Part of a web professional’s job is to produce the best sites that we can. We aim to create a great experience. A website that gets noticed and advances prior thinking. Problem is, the notion of “great” is subjective. Some may say drop-shadows, rounded corners, drop-down navigation and crazy widgets are “great”. Others may say “great” lies in huge type, simple navigation, solid colors and wide layouts. What really constitutes “great”?

The answer really lies in your audience and what they perceive what a great experience should be.

For the web professional, there may be an inherent bias towards current web trends outlining the “right” way to do things. We live in this stuff, day in and day out, scoff at bad design, revere great design, and expect that everyone we interact with understand the same nuances that we see. We also see overuse of things that were hot two years ago.

Casual users are not in that world, however. They do not know (or care about) the current trends. What was new two years ago really doesn’t matter to them. They want a site that gives them what they are looking for. If it looks cool, even the better, and in most cases, those elements web professionals consider cliche are the exact parts of a site that casual users think are cool.

How do we move forward? Are we stuck in a circle of putting out something that web professionals know follow all of the current trends - appealing to a more sophisticated web-savvy audience, or do we compromise what we produce so that casual users come eat up yesterday’s eye candy?
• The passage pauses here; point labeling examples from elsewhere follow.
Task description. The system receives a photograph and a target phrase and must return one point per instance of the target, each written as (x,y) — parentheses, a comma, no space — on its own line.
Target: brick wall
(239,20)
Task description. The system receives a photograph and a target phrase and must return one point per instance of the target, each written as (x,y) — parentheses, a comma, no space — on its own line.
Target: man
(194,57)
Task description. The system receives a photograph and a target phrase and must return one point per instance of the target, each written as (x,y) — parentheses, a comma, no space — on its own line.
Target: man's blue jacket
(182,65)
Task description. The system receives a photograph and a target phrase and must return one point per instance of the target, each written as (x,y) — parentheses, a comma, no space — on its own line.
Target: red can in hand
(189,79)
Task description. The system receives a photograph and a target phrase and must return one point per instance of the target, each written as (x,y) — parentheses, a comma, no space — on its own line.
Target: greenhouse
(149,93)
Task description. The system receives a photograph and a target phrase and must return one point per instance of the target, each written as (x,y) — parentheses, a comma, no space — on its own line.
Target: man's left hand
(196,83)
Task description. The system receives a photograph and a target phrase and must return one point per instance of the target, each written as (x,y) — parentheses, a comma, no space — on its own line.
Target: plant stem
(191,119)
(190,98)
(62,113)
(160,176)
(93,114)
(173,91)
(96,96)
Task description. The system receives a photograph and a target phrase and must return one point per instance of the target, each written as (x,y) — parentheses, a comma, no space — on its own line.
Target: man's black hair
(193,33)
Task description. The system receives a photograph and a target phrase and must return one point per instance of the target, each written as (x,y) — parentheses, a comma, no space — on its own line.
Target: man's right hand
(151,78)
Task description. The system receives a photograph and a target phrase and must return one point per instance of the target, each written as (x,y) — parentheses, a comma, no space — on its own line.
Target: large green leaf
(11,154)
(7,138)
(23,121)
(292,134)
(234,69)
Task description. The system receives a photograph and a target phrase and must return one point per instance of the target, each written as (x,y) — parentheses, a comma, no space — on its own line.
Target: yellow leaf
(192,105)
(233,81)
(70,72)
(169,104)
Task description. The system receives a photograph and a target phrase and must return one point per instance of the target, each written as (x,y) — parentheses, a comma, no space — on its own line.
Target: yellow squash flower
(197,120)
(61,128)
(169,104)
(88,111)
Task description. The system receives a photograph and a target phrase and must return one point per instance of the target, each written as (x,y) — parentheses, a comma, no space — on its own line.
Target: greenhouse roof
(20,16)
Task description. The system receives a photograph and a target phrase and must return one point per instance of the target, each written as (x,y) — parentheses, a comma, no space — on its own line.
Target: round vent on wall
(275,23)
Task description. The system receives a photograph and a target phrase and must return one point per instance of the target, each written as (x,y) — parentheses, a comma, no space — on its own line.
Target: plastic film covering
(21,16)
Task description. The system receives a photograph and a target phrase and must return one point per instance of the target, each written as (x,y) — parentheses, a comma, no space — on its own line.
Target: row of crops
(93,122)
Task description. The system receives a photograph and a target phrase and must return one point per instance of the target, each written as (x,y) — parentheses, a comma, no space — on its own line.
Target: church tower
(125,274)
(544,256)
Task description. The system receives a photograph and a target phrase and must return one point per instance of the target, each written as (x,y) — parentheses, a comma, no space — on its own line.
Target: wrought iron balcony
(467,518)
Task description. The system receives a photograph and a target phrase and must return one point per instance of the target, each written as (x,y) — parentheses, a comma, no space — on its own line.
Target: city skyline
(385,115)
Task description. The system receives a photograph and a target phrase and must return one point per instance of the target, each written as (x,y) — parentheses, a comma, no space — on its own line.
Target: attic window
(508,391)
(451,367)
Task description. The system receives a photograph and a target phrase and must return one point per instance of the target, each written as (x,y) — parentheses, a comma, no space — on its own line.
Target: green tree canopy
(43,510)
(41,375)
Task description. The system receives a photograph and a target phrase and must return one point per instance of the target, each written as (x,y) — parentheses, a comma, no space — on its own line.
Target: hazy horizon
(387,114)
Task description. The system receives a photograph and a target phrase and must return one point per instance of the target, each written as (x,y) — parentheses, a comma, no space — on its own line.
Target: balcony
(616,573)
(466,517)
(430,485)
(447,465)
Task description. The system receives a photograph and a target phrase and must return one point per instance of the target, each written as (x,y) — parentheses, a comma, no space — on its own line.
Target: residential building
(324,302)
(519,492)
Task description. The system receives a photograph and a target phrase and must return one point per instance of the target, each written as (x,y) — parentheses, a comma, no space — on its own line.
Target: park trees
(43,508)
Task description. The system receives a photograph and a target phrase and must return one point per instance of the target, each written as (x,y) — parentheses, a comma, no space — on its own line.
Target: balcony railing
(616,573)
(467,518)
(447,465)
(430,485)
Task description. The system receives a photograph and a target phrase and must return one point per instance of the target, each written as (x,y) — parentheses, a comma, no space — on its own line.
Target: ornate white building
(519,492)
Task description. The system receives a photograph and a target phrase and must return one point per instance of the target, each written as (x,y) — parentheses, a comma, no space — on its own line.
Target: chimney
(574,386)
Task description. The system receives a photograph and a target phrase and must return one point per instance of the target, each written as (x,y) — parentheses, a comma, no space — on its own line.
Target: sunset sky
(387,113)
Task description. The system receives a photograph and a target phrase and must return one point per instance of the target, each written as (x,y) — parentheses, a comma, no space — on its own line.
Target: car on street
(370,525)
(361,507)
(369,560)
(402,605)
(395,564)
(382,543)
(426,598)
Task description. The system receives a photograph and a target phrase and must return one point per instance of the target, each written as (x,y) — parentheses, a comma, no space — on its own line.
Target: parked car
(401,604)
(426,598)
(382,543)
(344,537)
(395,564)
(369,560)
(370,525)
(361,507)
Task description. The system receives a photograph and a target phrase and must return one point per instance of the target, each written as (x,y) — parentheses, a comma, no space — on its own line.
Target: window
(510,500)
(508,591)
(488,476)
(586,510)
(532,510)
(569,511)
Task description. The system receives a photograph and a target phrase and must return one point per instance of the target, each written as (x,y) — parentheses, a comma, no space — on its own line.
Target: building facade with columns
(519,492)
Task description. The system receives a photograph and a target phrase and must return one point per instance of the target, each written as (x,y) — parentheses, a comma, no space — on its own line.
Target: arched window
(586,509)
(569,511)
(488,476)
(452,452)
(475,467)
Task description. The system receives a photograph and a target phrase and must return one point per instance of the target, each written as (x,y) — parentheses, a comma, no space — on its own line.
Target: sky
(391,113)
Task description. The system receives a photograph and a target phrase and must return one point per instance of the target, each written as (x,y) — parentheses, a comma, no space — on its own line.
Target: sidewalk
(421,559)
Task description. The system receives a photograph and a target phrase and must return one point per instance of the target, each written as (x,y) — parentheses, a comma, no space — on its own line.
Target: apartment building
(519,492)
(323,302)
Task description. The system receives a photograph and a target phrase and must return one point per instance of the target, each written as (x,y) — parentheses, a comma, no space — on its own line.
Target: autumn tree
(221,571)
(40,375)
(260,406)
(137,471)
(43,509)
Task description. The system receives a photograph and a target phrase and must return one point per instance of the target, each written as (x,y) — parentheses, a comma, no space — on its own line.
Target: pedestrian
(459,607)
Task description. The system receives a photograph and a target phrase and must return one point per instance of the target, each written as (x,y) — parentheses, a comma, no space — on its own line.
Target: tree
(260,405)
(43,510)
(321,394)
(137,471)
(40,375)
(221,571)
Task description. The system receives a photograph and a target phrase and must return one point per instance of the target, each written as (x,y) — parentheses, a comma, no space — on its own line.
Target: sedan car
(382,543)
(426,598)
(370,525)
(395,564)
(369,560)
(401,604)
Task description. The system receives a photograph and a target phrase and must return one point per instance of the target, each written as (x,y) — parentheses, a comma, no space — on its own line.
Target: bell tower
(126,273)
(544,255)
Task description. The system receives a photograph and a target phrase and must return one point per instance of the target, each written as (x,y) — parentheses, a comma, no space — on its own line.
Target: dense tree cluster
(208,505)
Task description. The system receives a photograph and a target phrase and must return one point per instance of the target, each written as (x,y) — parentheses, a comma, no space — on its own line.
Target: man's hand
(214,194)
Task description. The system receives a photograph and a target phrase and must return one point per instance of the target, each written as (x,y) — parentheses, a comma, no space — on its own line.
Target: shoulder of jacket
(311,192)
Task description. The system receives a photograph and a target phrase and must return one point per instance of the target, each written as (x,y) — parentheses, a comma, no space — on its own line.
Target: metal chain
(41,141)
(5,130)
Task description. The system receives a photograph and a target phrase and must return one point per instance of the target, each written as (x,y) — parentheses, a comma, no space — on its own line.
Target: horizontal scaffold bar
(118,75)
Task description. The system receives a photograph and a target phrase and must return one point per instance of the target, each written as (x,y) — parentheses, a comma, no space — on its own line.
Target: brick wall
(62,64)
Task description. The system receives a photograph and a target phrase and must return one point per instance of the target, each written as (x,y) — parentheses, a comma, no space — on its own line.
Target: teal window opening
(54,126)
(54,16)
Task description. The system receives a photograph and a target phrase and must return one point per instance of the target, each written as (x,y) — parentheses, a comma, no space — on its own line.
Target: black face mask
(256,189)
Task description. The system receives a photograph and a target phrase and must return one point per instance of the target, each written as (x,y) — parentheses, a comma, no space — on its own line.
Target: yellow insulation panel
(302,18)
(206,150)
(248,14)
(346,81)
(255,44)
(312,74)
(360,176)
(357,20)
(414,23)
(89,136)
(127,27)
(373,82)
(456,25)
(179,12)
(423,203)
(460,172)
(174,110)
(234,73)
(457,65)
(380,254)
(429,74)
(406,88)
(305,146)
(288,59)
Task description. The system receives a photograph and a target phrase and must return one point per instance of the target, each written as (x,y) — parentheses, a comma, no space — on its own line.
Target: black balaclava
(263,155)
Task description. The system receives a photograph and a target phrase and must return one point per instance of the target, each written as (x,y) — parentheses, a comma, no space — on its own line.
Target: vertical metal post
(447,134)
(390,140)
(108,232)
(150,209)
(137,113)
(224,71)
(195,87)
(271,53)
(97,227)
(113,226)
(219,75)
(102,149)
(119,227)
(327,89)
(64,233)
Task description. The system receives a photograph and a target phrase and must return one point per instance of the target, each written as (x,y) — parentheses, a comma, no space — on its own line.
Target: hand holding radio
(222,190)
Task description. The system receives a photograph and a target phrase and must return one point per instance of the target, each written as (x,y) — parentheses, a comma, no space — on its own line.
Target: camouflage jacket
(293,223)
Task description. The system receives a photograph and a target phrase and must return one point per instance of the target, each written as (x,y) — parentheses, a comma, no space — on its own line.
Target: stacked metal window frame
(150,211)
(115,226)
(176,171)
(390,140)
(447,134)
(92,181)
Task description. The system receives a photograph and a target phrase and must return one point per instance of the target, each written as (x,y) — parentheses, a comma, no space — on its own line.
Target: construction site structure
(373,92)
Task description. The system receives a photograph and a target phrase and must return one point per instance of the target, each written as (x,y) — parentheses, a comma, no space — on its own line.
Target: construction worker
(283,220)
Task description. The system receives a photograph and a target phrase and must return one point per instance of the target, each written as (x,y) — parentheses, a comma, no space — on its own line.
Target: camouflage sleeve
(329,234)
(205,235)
So I ask, do web professionals perceive a great experience from a totally different angle than casual users?

Comments

I definitely think we do. And as the creators of what the non-professionals “use” I think we have a responsibility to deliver to them the most relevant content and content-delivery methods as we can, despite what is new or what we think is cool. Focus on communication and let cool take care of itself.

“Insight is good, clever is bad. Many websites say, “look at me.” Your goal ought to be to say, ‘here’s what you were looking for.’” - Seth Godin, How to create a great website.

Q: “…do web professionals perceive a great experience from a totally different angle than casual users?”
A: No…and Yes.

No - for the most part web professionals are also consumers. Like normal consumers there are parts of the web we like, don’t like, struggle with or love.
Yes - we are very different in that we can look past a design or UI and often see what the team that developed a site intended to convey relative to what they have delivered (this is a unique skill - and it is not normal).